In conclusion, mastering the art of cooking roast meats on a charcoal hooded BBQ requires careful preparation, attention to detail, and adherence to Australian food safety standards. From selecting the right cuts of meat to monitoring temperatures and ensuring proper hygiene, this guide has provided essential insights for creating a memorable and safe culinary experience. Whether you're catering for a large gathering or hosting a small personal function, the principles outlined here will guide you through the process, resulting in perfectly cooked meats that delight your guests.
If you are interested in other uses and the history of cooking on Hooded spits, including an indepth guide to cooking a whole pig on a spit, check out our ultimate guide to rotisseries!
FAQ (Frequently Asked Questions)
Q1: What meats are best for slow cooking in a charcoal oven?
A1: Opt for cuts with more connective tissue and fat, such as Pork Shoulder or Boston Butt, Beef Chuck or Brisket, Chicken Thighs or Drumsticks, and Lamb Shoulder or Shanks.
Q2: Which meats should be avoided for slow cooking in a charcoal oven?
A2: Lean cuts like pork loin or tenderloin, boneless, skinless poultry breasts, delicate fish varieties, ground meat patties, tender cuts of lamb, veal scallopini, and pre-cooked or smoked meats are best avoided for extended oven cooking.
Q3: How should meats be prepared before slow cooking?
A3: Dry the meat, season or marinate it the night before if possible, and ensure it is at the right temperature before placing it into the oven.
Q4: What is the ideal temperature for the charcoal BBQ during the cook?
A4: Initially, reach 200 ºC for the first 30-50 minutes (especially for pork) and then maintain the temperature at 160 ºC to 180 ºC, adjusting the hood as needed. Check the internal temperatures for different meats regularly.
Q5: How long should the meats rest after cooking?
A5: Let the meats rest for 20 minutes, covering them with foil. Ensure the internal temperature remains above 60 ºC, especially when catering.
Q6: Any tips for enhancing flavor during the cook?
A6: Consider placing smoking wood chips directly on the charcoal for additional flavor. Soak wood chips in water for 30 minutes before use. Popular choices include Hickory, Apple, and Maple wood for pork.

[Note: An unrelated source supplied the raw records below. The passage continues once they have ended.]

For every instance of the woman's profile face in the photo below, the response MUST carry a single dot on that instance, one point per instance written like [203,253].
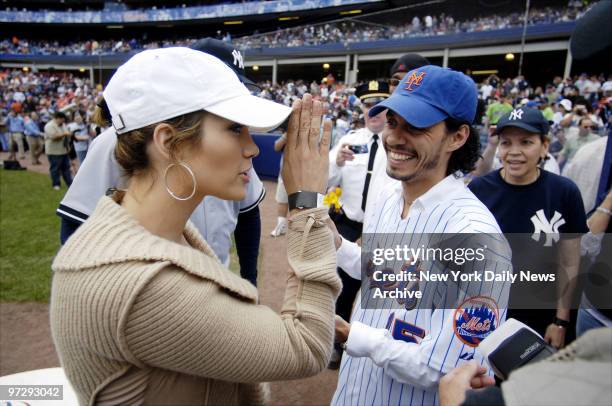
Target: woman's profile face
[222,158]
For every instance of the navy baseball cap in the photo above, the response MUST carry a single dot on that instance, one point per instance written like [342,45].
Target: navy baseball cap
[231,56]
[430,94]
[407,63]
[531,120]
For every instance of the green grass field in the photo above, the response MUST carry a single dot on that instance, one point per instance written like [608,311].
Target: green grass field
[29,235]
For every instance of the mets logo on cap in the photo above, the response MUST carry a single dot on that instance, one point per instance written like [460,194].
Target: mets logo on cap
[414,80]
[475,319]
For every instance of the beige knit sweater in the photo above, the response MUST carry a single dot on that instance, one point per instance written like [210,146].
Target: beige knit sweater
[137,319]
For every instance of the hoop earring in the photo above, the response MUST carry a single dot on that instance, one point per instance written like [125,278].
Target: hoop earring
[170,192]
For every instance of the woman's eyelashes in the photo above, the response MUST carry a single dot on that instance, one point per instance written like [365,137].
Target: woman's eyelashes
[236,128]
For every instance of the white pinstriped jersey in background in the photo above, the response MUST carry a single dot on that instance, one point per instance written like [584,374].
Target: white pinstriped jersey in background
[378,369]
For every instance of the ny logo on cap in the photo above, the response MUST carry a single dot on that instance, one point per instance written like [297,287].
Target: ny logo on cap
[414,79]
[517,114]
[238,58]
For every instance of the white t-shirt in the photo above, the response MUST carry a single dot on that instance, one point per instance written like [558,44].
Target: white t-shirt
[215,218]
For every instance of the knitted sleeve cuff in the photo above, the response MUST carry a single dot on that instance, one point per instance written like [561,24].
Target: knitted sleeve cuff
[310,248]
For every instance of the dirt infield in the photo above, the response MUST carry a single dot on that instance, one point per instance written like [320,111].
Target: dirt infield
[25,337]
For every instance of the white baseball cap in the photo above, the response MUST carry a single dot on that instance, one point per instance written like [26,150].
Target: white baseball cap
[160,84]
[566,103]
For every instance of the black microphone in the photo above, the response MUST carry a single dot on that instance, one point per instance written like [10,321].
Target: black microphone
[513,345]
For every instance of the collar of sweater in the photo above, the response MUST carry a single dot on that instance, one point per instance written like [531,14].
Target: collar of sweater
[111,236]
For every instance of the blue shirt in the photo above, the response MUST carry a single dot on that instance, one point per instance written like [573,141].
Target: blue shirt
[16,124]
[515,206]
[534,218]
[32,129]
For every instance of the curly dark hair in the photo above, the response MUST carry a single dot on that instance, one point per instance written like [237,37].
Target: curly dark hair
[464,159]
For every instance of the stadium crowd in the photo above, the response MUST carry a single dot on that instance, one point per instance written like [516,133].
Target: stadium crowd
[32,99]
[345,31]
[352,31]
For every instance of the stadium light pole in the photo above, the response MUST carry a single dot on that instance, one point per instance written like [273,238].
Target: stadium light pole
[525,20]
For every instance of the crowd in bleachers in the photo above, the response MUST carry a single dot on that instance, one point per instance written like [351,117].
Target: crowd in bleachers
[353,31]
[345,31]
[31,99]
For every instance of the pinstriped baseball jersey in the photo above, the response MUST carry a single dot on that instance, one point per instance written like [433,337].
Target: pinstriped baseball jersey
[396,356]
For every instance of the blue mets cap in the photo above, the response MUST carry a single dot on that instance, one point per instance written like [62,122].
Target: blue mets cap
[530,120]
[430,94]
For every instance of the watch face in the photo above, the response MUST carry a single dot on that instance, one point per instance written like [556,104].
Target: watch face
[303,200]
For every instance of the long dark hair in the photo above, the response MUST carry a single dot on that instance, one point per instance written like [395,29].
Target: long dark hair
[464,159]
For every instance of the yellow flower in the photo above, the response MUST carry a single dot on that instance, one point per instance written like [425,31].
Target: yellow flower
[332,199]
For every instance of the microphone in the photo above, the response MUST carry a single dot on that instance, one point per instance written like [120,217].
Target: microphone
[513,345]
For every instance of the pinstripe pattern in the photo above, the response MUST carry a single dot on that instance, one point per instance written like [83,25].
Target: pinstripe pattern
[450,208]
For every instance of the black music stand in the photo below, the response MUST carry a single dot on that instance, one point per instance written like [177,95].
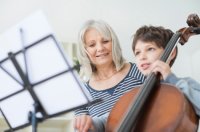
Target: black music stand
[38,80]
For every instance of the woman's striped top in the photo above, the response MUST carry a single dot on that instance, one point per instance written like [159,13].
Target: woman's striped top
[110,96]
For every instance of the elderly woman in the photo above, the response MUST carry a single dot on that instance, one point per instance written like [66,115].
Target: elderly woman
[106,74]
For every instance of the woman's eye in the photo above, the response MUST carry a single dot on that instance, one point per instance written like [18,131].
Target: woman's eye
[151,49]
[91,45]
[105,41]
[137,53]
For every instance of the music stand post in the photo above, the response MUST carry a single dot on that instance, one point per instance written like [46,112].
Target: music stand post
[36,106]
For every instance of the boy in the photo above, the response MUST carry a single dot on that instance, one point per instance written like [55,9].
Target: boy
[148,45]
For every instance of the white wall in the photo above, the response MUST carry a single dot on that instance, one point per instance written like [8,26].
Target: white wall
[125,16]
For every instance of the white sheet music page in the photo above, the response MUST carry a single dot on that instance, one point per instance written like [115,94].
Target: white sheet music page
[49,70]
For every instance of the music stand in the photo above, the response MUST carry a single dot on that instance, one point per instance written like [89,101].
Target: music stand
[38,80]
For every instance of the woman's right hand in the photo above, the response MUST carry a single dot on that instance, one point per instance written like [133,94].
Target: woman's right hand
[83,123]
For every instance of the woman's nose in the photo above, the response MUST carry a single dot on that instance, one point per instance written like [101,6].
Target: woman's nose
[142,56]
[100,47]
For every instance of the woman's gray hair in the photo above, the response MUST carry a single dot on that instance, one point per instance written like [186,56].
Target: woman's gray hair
[87,68]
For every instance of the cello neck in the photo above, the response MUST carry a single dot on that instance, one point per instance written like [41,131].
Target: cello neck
[135,110]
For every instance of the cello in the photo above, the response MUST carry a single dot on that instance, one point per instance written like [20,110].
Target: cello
[157,107]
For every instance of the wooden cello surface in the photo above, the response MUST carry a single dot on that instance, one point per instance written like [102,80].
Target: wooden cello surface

Q7: What food safety measures should be followed?
A7: Practice good hand hygiene, use separate cutting boards for raw and cooked meats, keep perishable foods refrigerated until cooking, and avoid cross-contamination. Regularly check temperatures, keep utensils sanitized, and maintain a log when catering.
Always prioritize food safety, and enjoy the delightful results of your charcoal hooded BBQ cooking adventure!